Grover Carr Furr III (born April 3, 1944) is an American professor of Medieval English literature at Montclair State University who is best known for his historical revisionist (alleged by some to be historical denialist) views about the crimes and atrocities of Joseph Stalin. He has published numerous books, papers, and articles about Soviet history, especially the Stalin era, in which he has claimed that the Holodomor was a hoax invented by Ukrainian Nazi collaborationists, that the Katyn massacre was committed by the Nazi Schutzstaffel and not the Soviet NKVD, that all defendants in the Moscow Trials were guilty of what they had been charged with, that claims in Nikita Khrushchev's 1956 "Secret Speech" are almost entirely false, that the purpose of the Molotov–Ribbentrop Pact was to preserve the Second Polish Republic rather than partition it, and that the Soviet Union did not invade Poland in September 1939, on the grounds that the Polish state no longer existed.

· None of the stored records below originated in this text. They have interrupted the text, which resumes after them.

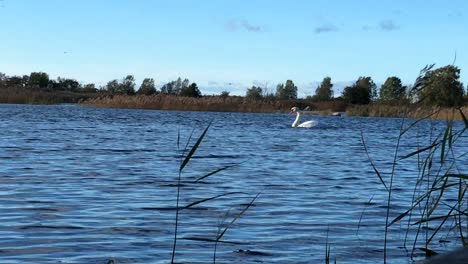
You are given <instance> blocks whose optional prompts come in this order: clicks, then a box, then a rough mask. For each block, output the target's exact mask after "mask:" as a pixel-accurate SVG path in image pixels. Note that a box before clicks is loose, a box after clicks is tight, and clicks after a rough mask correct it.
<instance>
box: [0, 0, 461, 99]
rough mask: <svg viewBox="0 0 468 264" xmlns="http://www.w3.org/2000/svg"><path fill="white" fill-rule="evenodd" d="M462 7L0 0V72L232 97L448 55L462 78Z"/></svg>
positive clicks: (293, 3) (414, 1)
mask: <svg viewBox="0 0 468 264" xmlns="http://www.w3.org/2000/svg"><path fill="white" fill-rule="evenodd" d="M467 12H468V1H466V0H450V1H447V0H440V1H439V0H437V1H436V0H426V1H422V0H412V1H403V0H393V1H390V0H380V1H377V0H372V1H371V0H355V1H351V0H328V1H326V0H315V1H314V0H216V1H215V0H170V1H169V0H79V1H78V0H0V32H1V35H2V37H1V41H0V72H4V73H6V74H7V75H22V74H29V73H30V72H32V71H44V72H47V73H49V75H50V76H51V78H57V77H59V76H60V77H67V78H75V79H77V80H79V81H82V82H84V83H88V82H93V83H96V84H97V85H104V84H105V83H107V81H110V80H112V79H121V78H123V77H124V76H125V75H127V74H133V75H134V76H135V78H136V79H137V82H138V85H139V82H141V80H142V79H143V78H146V77H151V78H154V79H155V81H156V83H165V82H168V81H171V80H174V79H176V78H177V77H179V76H181V77H182V78H188V79H190V81H192V82H196V83H197V84H198V85H199V87H200V90H201V91H202V93H204V94H216V93H220V92H221V91H225V90H226V91H230V92H231V94H238V95H243V94H245V91H246V89H247V88H248V87H250V86H252V85H259V84H260V85H267V87H268V89H269V90H271V91H274V89H275V87H276V85H277V84H278V83H283V82H285V81H286V80H287V79H291V80H293V81H294V82H295V84H296V85H297V86H298V89H299V96H301V97H302V96H306V95H312V94H313V93H314V92H315V88H316V86H317V85H318V83H319V82H320V81H321V80H322V79H323V78H324V77H325V76H330V77H331V78H332V82H333V83H335V94H336V95H339V94H340V93H341V89H342V88H343V86H344V85H347V84H349V83H351V82H353V81H355V80H356V79H357V78H358V77H359V76H371V77H372V79H373V80H374V81H375V82H376V83H377V84H381V83H383V82H384V81H385V79H386V78H387V77H389V76H397V77H399V78H401V79H402V81H403V82H404V83H405V84H410V83H412V82H413V81H414V79H415V78H416V77H417V75H418V73H419V70H420V69H421V68H422V67H424V66H425V65H427V64H431V63H436V66H440V67H441V66H445V65H447V64H451V63H452V62H453V61H454V58H455V54H456V61H455V64H456V65H457V66H458V67H459V68H460V69H461V81H462V82H463V83H464V84H465V85H466V84H467V83H468V73H467V72H468V34H467V32H468V30H467V28H468V14H467Z"/></svg>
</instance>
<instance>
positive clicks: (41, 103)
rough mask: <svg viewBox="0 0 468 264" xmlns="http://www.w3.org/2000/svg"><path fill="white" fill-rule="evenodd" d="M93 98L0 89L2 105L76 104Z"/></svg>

Historian Jarosław Szarek, president of the Polish Institute of National Remembrance, condemned Furr's work as denying Soviet war crimes, comparing it to "the scandalous manifestations of Holocaust denial." The comparison to Holocaust denial was itself criticized as unwise because Poland's education minister Anna Zelewska indirectly denied Polish complicity in the Jedwabne pogrom, a massacre of Polish Jews in July 1941.
Regarding the Soviet invasion of Poland in September 1939, Furr stated in 2009 that the Soviet Union did not actually invade the Second Polish Republic because Poland no longer had a government and was not a state according to international law, further stating that "at the time it was widely acknowledged that no such invasion occurred." Furr believes that the state Poland no longer existed because the Polish government was interned in Romania, although it continued to be recognized by all Allied powers. According to Furr, the Polish government did not declare war on the Soviet Union and only declared war on Nazi Germany, as did Britain and France. Britain did not demand the Soviet Union to withdraw its troops and France had a mutual defense treaty with Poland. Secondly, the Polish General Inspector of the Armed Forces Edward Rydz-Śmigły ordered Polish soldiers not to fight the Soviets and instead to continue fighting the Germans while the Polish president Ignacy Mościcki, who was interned in Romania since September 17, 1939, tacitly admitted that Poland no longer had a government and maintained its stance of neutrality. Finally, Furr notes that the League of Nations did not determine the Soviet Union had invaded a member state and accepted the Soviet declaration of neutrality while it voted to expel the Soviets when the Soviet Union attacked Finland in the Winter War.
Contrary to the widely accepted view that the Moscow Trials were a series of show trials held at the instigation of Joseph Stalin between 1936 and 1938 against Trotskyists and members of Right Opposition of the Communist Party of the Soviet Union, Furr believes that all defendants in the Moscow Trials were at least guilty of what they were charged, as argued in a 2017 article for Journal of Labor and Society, a quarterly journal published by Brill.